The multicultural program pays for itself, according to Assistant Supt. Katzman. State funding, about $4,000 per student, follows the child to the school he or she attends. And the students supply their own transportation.
"There is no additional cost to the district," Katzman said.
Assistant Supt. Don Fox explained that the district spends roughly $6,000 per student each year, but the estimate includes administrative and other overhead costs. The multicultural program is so small that it does not require extra teachers or services, and does not affect overhead costs, he said.
Multicultural program students are the only non-residents of Beverly Hills, besides children of city and school employees, allowed to transfer into Beverly Hills High, Katzman said. At Beverly Hills elementary schools, however, about 200 out-of-district students are granted permits each year. Most of them come in under a state child-care law requiring districts to take children of parents who work within its boundaries if space is available.
Until last year, all the multicultural students came from Emerson Junior High School in Westwood. After graduation, instead of going to University High School, successful applicants entered the 10th grade at Beverly Hills High.
But University High administrators complained that the program was drawing away too many students--in many cases, the brightest students. Parents enrolled their children at Emerson instead of at their local school, hoping they would eventually get into Beverly Hills. Other parents said it was unfair not to include their schools.
As a result, the Beverly Hills school district modified its agreement with the Los Angeles district to include 11 junior high schools throughout the Westside in the selection process.
Last year, only half of the 30 spots were taken by Emerson graduates, the rest by the other 10 schools. This year, Emerson's share dropped to a third. Next year, it is expected that the 11 schools will be more or less equally represented. The application process starts in February.
Ninety students competed for 34 spots this year, Harris said.
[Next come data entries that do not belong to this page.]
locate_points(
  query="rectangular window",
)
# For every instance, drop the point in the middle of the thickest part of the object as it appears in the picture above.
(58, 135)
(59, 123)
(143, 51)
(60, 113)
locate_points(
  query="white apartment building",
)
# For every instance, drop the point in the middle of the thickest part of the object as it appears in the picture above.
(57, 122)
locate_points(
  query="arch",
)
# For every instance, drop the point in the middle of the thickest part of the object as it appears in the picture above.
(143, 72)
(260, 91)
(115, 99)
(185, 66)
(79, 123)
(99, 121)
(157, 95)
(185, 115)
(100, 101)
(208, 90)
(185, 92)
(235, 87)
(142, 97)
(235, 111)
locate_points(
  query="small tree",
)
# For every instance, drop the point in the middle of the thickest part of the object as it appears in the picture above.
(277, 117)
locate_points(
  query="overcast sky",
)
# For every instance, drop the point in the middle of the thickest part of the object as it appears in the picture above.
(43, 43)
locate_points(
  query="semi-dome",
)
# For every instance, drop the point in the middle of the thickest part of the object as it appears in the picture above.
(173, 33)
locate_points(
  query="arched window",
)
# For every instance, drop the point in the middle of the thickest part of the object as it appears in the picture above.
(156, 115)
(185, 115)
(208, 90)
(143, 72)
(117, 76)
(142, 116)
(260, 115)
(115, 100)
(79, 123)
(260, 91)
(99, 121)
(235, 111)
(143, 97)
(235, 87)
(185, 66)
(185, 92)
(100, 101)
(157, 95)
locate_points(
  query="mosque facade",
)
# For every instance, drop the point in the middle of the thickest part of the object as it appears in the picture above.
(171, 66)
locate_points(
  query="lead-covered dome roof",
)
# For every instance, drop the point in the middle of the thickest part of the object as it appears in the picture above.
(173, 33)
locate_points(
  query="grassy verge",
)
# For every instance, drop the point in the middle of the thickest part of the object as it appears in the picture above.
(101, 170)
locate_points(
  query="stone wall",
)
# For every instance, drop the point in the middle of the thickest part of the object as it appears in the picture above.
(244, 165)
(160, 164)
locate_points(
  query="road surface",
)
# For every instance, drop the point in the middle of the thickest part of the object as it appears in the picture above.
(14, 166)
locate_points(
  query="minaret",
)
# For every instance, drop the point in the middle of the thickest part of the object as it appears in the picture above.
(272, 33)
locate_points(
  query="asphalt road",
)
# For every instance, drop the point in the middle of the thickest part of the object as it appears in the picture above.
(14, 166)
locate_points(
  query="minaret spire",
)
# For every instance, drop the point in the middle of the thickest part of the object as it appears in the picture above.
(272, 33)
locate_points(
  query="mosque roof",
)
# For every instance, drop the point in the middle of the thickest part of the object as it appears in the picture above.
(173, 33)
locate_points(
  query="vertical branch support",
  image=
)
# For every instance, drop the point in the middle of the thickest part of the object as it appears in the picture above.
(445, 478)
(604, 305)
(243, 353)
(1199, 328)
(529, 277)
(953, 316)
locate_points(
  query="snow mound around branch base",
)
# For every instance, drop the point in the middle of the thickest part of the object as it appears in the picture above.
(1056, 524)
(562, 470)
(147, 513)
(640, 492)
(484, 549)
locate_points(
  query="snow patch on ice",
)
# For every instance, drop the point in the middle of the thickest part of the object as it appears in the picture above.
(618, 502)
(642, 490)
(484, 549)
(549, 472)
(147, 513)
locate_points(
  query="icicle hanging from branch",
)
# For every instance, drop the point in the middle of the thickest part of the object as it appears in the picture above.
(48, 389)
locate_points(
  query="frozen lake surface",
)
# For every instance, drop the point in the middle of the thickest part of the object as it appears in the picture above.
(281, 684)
The selection committee looked for students with good grades, an outgoing personality and outside interests such as music or athletics.
The program might never have happened had it not been for Lyle Suter, who in 1964 became the Beverly Hills Unified School District's first black teacher.
It was the era of the civil rights movement, and Suter, who retired as head of the art department in 1988, recalled that Beverly Hills students were acutely aware of the absence of blacks, Asians and Latinos on the campus.
"It was a time of turmoil in the country," he said. "The kids at Beverly, who seemed to have everything, wanted to become a part of this."
A group of Beverly Hills High students met with black students in educational symposiums run by Suter's wife, Joan, to discuss civil rights issues. The students went so far as to present a petition to the school board demanding the admission of minorities in order to provide an "integrated experience."
It was Suter who helped find a creative solution. It turned out that a group of middle-class black parents from the Baldwin Hills area, concerned that local schools were not adequately preparing their children for college, had begun looking around at the same time for a better high school. They arranged with the Los Angeles school district to enroll their children at Emerson Junior High and hired a private busing firm to get them there.
But when the time came for the children to enter high school, the parents ran into a bureaucratic brick wall. The district would not permit the Baldwin Hills children to attend University High.
Suter suggested taking these Emerson minority graduates into Beverly Hills. The idea gained momentum as officials in both districts decided it was feasible. Thus, recalled Suter, the program was born "quietly, without fanfare."
"There were many friendships made," Suter said. "It helped stop the misunderstanding just from people getting to know each other at an early age. There's beauty in differences. But you'll never know unless you experience it firsthand."